В сущности, все они были неплохие ребята — приветливые, веселые, неистощимые на выдумки. Каждый раз, когда он звонил, беспокоясь, они звали его к себе: «Хватай машину, старик, езжай к нам, не пожалеешь! Мы тут такой капустник сварганили — живот надорвешь!»
Или: «Старик, извини, ради бога, ну не можем мы ее сейчас отпустить, сам знаешь, — сдача внепланового на носу. Мотай сюда, к нам, что ты там киснешь!»
Иногда он не выдерживал одиночества, и вправду «хватал машину», приезжал. Его встречали преувеличенно радостными возгласами, словно только его и ждали, кидались на шею, обнимали, целовали (у них вообще было принято целоваться при встречах), освобождали место, усаживали и тут же о нем забывали, продолжая свои темпераментные разговоры, в которых постороннему ему трудно было понять что-либо: Достаточно было какого-то одного намека, чтобы он вызвал бурную реакцию взрыв хохота или негодования. Тут же по ассоциации кто-то произносил другую фрау, и она вызывала еще большее оживление.
Все разговоры, как правило, вертелись вокруг театра, очередной постановки, только что прошедшей репетиции или спектакля. Они понимали друг друга с полунамёка, с одного взгляда, они жили одной жизнью, все знали друг о друге, это была одна Семья. И Светланов, хотя и сидел рядом с ними, как свой, очень скоро начинал ощущать, что он все-таки посторонний. Видимо, черта, отделявшая сцену и зал, незримо проходила здесь тоже. И Люда, сидящая совсем рядом, тоже была по ту сторону. Перешагнуть эту черту не удавалось.
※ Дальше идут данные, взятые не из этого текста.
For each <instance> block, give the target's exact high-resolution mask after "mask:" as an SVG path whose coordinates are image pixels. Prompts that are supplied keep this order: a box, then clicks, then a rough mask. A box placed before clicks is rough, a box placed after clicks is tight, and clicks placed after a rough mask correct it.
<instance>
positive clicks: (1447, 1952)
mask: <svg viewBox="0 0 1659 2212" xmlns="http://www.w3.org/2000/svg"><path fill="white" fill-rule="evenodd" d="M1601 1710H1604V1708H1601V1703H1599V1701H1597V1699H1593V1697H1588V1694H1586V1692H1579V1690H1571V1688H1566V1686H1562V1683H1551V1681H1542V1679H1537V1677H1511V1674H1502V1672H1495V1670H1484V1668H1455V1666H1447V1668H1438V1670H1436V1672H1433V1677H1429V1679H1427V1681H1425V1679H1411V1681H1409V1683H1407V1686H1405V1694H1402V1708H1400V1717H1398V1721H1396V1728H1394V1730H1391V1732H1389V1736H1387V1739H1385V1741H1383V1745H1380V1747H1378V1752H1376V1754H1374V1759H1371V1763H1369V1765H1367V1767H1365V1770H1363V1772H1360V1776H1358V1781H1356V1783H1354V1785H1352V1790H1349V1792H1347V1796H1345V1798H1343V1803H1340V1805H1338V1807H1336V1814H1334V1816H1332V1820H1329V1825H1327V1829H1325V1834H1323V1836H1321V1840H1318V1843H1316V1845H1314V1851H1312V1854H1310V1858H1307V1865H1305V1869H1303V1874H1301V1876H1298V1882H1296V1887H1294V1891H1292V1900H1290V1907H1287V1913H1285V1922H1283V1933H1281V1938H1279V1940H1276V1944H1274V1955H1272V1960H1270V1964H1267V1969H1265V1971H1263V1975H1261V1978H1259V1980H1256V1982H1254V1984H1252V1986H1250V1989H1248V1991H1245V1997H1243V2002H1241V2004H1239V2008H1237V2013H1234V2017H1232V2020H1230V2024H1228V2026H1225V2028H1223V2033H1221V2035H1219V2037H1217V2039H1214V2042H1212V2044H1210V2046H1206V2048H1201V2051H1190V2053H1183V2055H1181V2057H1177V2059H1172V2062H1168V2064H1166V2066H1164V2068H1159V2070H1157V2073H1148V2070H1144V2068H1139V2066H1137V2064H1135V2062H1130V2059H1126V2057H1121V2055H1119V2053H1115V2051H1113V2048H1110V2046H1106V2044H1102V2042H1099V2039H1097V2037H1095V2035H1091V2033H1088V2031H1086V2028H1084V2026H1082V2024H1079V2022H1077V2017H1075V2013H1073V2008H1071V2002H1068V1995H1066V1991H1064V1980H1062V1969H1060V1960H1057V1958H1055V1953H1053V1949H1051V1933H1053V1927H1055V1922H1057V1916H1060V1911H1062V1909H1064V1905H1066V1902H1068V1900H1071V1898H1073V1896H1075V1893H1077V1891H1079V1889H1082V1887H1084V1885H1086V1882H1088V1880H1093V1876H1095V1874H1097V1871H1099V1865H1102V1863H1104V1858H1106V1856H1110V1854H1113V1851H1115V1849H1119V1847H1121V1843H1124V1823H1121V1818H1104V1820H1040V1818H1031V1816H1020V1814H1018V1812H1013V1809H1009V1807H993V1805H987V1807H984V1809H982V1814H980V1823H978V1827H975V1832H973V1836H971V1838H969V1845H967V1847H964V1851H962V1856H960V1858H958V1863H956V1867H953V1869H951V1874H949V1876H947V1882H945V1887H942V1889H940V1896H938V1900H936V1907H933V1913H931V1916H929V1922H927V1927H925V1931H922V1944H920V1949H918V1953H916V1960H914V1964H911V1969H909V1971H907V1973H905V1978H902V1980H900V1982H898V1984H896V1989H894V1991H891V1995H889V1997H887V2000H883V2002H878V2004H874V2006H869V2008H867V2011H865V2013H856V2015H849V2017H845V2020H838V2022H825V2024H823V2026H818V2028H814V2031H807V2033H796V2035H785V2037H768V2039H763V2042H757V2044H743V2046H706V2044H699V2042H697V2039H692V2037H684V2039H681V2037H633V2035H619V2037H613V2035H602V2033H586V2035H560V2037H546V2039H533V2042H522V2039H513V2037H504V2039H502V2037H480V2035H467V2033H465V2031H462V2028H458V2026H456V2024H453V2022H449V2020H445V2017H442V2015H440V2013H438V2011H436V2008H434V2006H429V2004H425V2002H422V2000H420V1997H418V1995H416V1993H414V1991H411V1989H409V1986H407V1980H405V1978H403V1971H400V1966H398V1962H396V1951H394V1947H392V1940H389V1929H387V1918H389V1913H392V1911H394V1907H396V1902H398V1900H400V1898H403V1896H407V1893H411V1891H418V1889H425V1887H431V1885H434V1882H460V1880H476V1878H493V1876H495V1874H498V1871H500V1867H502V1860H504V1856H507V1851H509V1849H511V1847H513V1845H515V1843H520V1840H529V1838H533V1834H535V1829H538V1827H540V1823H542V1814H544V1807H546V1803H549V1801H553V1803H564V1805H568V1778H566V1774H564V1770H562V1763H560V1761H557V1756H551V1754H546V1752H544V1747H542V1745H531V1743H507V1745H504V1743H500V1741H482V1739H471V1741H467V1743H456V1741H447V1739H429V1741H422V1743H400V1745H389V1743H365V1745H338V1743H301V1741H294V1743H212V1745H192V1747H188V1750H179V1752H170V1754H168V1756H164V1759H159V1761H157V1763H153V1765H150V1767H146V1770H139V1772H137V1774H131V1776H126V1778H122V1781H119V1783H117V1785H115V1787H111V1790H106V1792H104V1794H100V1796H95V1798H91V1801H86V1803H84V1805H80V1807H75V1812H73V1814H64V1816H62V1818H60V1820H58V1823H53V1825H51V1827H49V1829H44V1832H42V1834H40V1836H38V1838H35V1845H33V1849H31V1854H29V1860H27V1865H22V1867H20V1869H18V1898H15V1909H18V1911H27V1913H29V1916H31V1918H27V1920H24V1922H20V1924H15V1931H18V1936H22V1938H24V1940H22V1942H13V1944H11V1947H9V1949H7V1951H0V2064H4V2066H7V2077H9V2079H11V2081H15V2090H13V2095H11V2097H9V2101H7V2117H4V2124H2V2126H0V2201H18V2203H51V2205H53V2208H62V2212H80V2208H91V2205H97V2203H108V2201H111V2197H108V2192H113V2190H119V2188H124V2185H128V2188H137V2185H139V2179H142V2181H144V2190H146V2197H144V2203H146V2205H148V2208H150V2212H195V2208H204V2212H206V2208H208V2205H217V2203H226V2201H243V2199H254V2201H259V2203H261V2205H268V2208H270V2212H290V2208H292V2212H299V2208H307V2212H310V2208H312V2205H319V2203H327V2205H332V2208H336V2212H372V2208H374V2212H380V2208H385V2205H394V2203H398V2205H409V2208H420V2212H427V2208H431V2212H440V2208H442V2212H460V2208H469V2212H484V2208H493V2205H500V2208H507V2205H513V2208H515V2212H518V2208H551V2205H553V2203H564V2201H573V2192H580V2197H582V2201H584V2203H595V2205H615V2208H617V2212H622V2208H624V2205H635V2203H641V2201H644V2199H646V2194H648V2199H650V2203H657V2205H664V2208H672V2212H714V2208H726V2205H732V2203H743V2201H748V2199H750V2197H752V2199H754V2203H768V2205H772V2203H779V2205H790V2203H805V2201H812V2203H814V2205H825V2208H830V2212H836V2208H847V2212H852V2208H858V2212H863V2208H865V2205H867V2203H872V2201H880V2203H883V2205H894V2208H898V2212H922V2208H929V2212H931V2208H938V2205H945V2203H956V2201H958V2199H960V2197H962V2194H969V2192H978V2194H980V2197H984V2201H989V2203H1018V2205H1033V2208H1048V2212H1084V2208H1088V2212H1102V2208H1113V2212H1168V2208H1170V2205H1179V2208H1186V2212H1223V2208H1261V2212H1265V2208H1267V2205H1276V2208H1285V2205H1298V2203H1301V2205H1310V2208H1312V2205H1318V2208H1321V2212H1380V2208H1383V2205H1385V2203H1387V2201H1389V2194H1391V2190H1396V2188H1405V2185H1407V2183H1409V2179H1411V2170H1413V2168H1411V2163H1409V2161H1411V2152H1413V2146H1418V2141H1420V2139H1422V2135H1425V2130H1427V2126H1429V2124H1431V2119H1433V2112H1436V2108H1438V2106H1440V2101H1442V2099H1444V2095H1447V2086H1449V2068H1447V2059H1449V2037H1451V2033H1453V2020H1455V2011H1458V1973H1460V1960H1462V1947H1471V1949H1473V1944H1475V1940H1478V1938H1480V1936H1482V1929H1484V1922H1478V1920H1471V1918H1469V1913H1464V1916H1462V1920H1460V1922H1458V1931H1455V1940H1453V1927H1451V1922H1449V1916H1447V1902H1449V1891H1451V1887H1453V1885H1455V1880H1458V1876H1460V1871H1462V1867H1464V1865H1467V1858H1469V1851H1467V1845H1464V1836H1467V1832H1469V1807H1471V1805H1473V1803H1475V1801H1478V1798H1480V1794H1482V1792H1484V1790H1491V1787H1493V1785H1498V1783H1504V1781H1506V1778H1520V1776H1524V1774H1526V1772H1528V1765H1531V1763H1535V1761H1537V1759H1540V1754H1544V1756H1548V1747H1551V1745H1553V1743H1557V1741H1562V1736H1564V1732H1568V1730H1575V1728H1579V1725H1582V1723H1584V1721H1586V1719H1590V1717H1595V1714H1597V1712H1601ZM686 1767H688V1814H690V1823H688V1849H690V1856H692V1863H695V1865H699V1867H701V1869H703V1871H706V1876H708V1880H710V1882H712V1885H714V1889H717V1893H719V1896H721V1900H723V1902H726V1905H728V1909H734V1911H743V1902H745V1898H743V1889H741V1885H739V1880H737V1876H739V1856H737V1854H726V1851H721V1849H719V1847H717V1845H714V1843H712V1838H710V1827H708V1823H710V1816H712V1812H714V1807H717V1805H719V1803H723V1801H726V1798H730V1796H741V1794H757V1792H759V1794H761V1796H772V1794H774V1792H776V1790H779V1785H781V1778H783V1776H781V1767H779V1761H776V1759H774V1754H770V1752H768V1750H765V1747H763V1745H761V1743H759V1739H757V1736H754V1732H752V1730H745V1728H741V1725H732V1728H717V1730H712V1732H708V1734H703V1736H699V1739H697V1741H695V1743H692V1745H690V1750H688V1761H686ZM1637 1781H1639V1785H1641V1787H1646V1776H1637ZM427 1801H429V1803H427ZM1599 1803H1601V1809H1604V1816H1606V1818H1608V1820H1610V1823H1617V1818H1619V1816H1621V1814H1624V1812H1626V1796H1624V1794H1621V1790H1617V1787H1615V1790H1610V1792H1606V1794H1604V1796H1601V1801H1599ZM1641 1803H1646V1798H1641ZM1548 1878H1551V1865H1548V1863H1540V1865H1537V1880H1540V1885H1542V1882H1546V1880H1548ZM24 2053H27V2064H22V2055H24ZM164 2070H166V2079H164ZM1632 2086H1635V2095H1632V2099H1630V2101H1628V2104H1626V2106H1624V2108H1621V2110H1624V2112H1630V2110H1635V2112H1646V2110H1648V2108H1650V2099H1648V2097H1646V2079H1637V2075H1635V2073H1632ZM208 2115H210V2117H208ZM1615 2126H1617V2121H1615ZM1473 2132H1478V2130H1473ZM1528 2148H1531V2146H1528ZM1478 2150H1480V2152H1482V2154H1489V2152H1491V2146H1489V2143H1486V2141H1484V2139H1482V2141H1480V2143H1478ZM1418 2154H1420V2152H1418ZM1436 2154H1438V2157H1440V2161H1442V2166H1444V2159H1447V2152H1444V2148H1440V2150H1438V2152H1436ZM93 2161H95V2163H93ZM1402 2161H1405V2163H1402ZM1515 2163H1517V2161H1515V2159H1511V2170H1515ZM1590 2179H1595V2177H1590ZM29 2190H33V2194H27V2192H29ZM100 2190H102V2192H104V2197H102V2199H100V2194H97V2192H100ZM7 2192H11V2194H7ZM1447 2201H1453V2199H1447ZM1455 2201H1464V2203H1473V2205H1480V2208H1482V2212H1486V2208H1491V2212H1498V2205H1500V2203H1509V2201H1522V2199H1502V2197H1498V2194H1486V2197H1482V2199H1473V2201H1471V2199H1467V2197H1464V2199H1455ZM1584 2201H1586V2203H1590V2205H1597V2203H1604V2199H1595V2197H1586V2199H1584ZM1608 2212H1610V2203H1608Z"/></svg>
Чтобы как-то приблизиться к Люде, войти в эту жизнь, он даже стал иногда приходить на репетиции, тайком проскальзывал в зал, садился в дальней углу или стоял за портьерой, наблюдал, как рождается то, что потом превращается в праздник.
То, что приходилось видеть, было далеко не праздничным — это был тяжеленный труд, в самом прямом смысле, — с потом, слезами, надеждой и отчаянием, и, наконец, с робкой радостью, когда в конце концов начинало получаться что-то.
Он поражался фанатической преданности этих людей своему делу.
Днем плановая репетиция, вечером — спектакль, после спектакля иногда еще репетиция — молодежь готовит внеплановый спектакль. Еда — на ходу, что у кого есть, все делится по-братски, зубрежка роли — на ходу и ночью, перед сном; сон, — четыре-пять часов, а роль не получается, хоть убейся… И вот уже режиссер, сам измочаленный от бесплодных попыток, хрипит в микрофон что-то обидное, отшвыривает стул, идет разъяренный по пустому залу.
И тогда, сквозь слезы, раздается со сцены отчаянный крик: «Не могу я больше! Не могу, понимаете?! Снимайте меня с этой роли!»
Великолепно! — гремит вдруг режиссер, застыв на полдороге с поднятой рукой. — Закрепить вот так! Повторить!
И все начинается сначала.
У Люды была подруга — Валя Малышко. Фамилия как будто народно подобрана — маленькая, щупленькая, с очень живым, подвижным мальчишеским лицом, — прирожденная травести, «травестушка», как говорят в театре, она неплохо играла мальчишек и девчонок. Вместе с Людой они окончили студию, вместе пришли в театр, но дальше пути их разошлись — Люде давали роль за ролью, а Валя сыграла два-три раза и застряла в массовках. То ли ролей подходящих не было, то ли не нашла она себя, во всяком случае, перевели ее во вспомогательный состав, и перспективы никакой не предвиделось. Первое время она часто приходила к Люде, делилась своими огорчениями с ней, с Николаем, но не унывала, посмеивалась над собой, рассказывала, какую «шикарную роль» ей на этот раз дали: целых пять слов произносила за весь спектакль и протирала тряпкой стол.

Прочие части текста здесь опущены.